A princípio, é imperioso anotar que a indiligência governamental potencializa os preconceitos contra aqueles abalados em sua saúde mental. Nesse sentido, pela teoria contratualista, os indivíduos abrem mão de sua plena liberdade, submetendo-se as leis do Estado, para que esse, em nome da coletividade, promova o bem comum. Entretanto, a política – responsável pela condução daquele ente, para Aristóteles – descuida da população em favor da austeridade fiscal. Em consequência, aloca-se poucos recursos para cuidar dos enfermos psiquiátricos, ainda que, por isso, 12 milhões de brasileiros, que sofrem de depressão – dados da Organização Mundial da Saúde – sejam desassistidos. Assim, sem tratamento adequado, esses não superam suas mazelas e a discriminação do seu infortúnio continua.
Outrossim, é igualmente relevante apontar a insensibilidade reinante como impulsionadora dos estereótipos negativos dos distúrbios psiquiátricos. Nessa questão, Michel Focault afirmava que se criaram os manicômios para encarcerar os insanos, a fim de excluir essas pessoas indesejadas da comunidade. Porém, dada a profunda falta de empatia da atualidade – na lição de Zygmunt Bauman em “Modernidade líquida” –, essa prática incorporou-se ao imaginário como tratamento necessário a essas doenças. Com isso, sem empatia, ninguém se importa com os problemas alheios e, diante do distúrbio mental, recorre-se à minimização do revés ou ao senso comum, que indica o seu isolamento. Logo, os enredados nessa situação encontram um ambiente estéril de solidariedade e, não raro, serão considerados desajustados e merecedores da exclusão social, que agrava sua condição.

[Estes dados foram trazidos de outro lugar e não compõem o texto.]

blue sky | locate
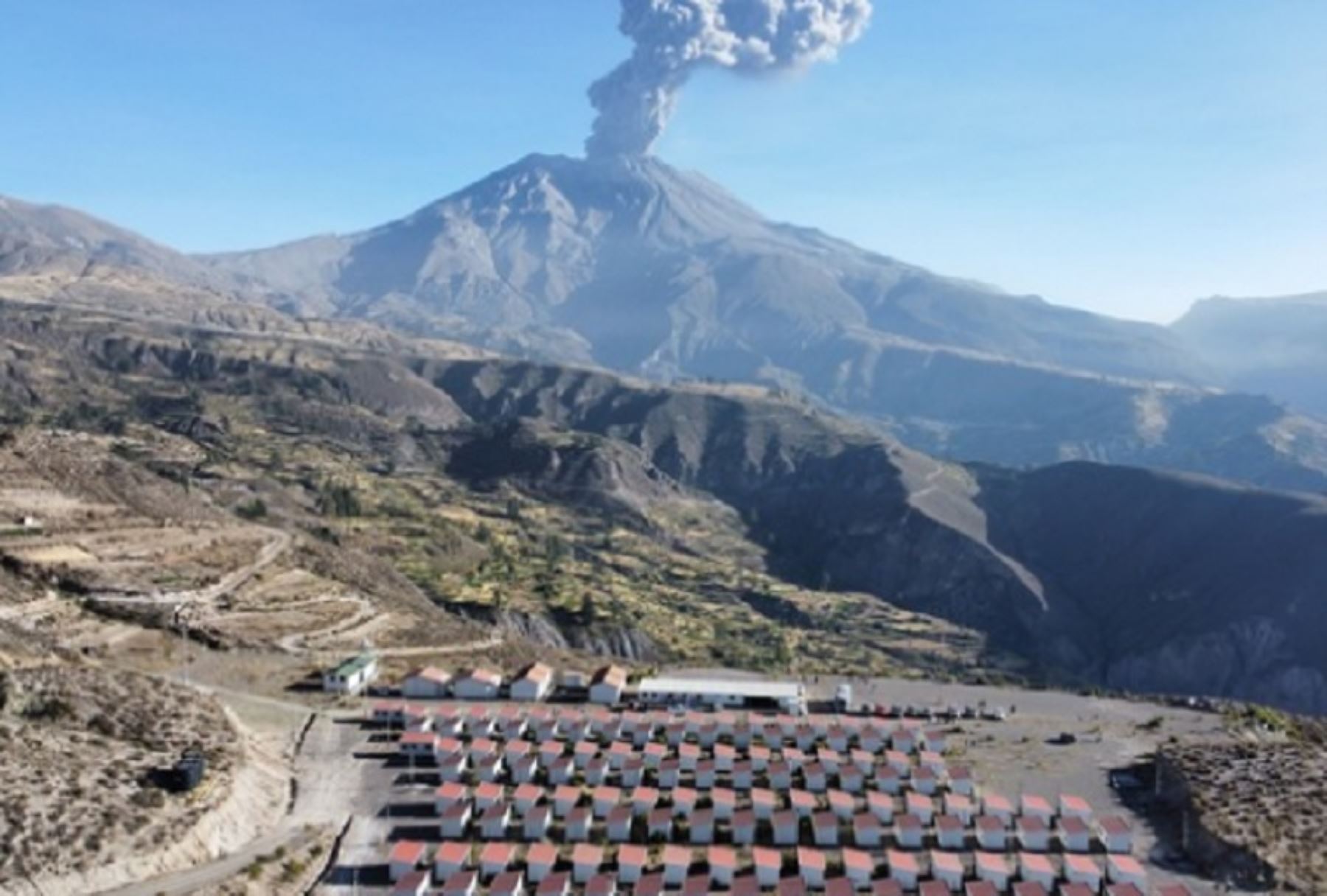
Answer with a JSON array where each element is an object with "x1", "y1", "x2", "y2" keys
[{"x1": 0, "y1": 0, "x2": 1327, "y2": 321}]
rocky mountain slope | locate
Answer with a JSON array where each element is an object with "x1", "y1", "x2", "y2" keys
[
  {"x1": 0, "y1": 296, "x2": 1327, "y2": 710},
  {"x1": 192, "y1": 155, "x2": 1327, "y2": 491},
  {"x1": 0, "y1": 176, "x2": 1327, "y2": 491},
  {"x1": 1171, "y1": 293, "x2": 1327, "y2": 416}
]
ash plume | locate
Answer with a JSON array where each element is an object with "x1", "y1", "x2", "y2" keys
[{"x1": 585, "y1": 0, "x2": 872, "y2": 158}]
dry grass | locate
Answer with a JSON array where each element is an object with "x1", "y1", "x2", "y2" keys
[
  {"x1": 1165, "y1": 738, "x2": 1327, "y2": 893},
  {"x1": 0, "y1": 665, "x2": 239, "y2": 884}
]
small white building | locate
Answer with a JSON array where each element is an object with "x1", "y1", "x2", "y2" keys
[
  {"x1": 589, "y1": 665, "x2": 627, "y2": 707},
  {"x1": 451, "y1": 669, "x2": 501, "y2": 700},
  {"x1": 322, "y1": 654, "x2": 378, "y2": 695},
  {"x1": 637, "y1": 677, "x2": 807, "y2": 715},
  {"x1": 401, "y1": 665, "x2": 451, "y2": 700},
  {"x1": 511, "y1": 662, "x2": 556, "y2": 702}
]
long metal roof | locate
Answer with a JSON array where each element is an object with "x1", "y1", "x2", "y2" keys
[{"x1": 638, "y1": 676, "x2": 801, "y2": 700}]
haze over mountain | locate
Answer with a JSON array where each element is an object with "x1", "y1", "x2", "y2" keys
[
  {"x1": 1171, "y1": 292, "x2": 1327, "y2": 416},
  {"x1": 201, "y1": 155, "x2": 1327, "y2": 489}
]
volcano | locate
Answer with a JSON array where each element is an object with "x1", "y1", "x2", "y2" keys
[{"x1": 196, "y1": 155, "x2": 1202, "y2": 384}]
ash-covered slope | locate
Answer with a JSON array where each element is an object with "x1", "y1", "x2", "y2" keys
[
  {"x1": 203, "y1": 155, "x2": 1201, "y2": 379},
  {"x1": 0, "y1": 196, "x2": 223, "y2": 285},
  {"x1": 193, "y1": 155, "x2": 1327, "y2": 491},
  {"x1": 1171, "y1": 292, "x2": 1327, "y2": 416},
  {"x1": 418, "y1": 360, "x2": 1327, "y2": 712},
  {"x1": 0, "y1": 307, "x2": 1327, "y2": 710}
]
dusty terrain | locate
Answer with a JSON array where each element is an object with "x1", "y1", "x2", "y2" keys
[
  {"x1": 0, "y1": 664, "x2": 244, "y2": 892},
  {"x1": 1163, "y1": 709, "x2": 1327, "y2": 893}
]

Urge, portanto, conter a deletéria rotulação dos acometidos por doenças mentais. Dessarte, faz-se mister que o Ministério da Saúde institua programa multidisciplinar de tratamento psiquiátrico – denominado “Saúde mental sem estigmas” – com a finalidade de prover tratamento ambulatorial e humanizado aos problemas de fundo psicológico e mental, além de campanhas midiáticas de esclarecimento à população dessas questões, visando remover estereótipos. Tal iniciativa seria feita por meio de convênios com estados e municípios para repasse de verbas para atendimento da finalidade. Dessa forma, a utopia vislumbrada por More seria alcançada.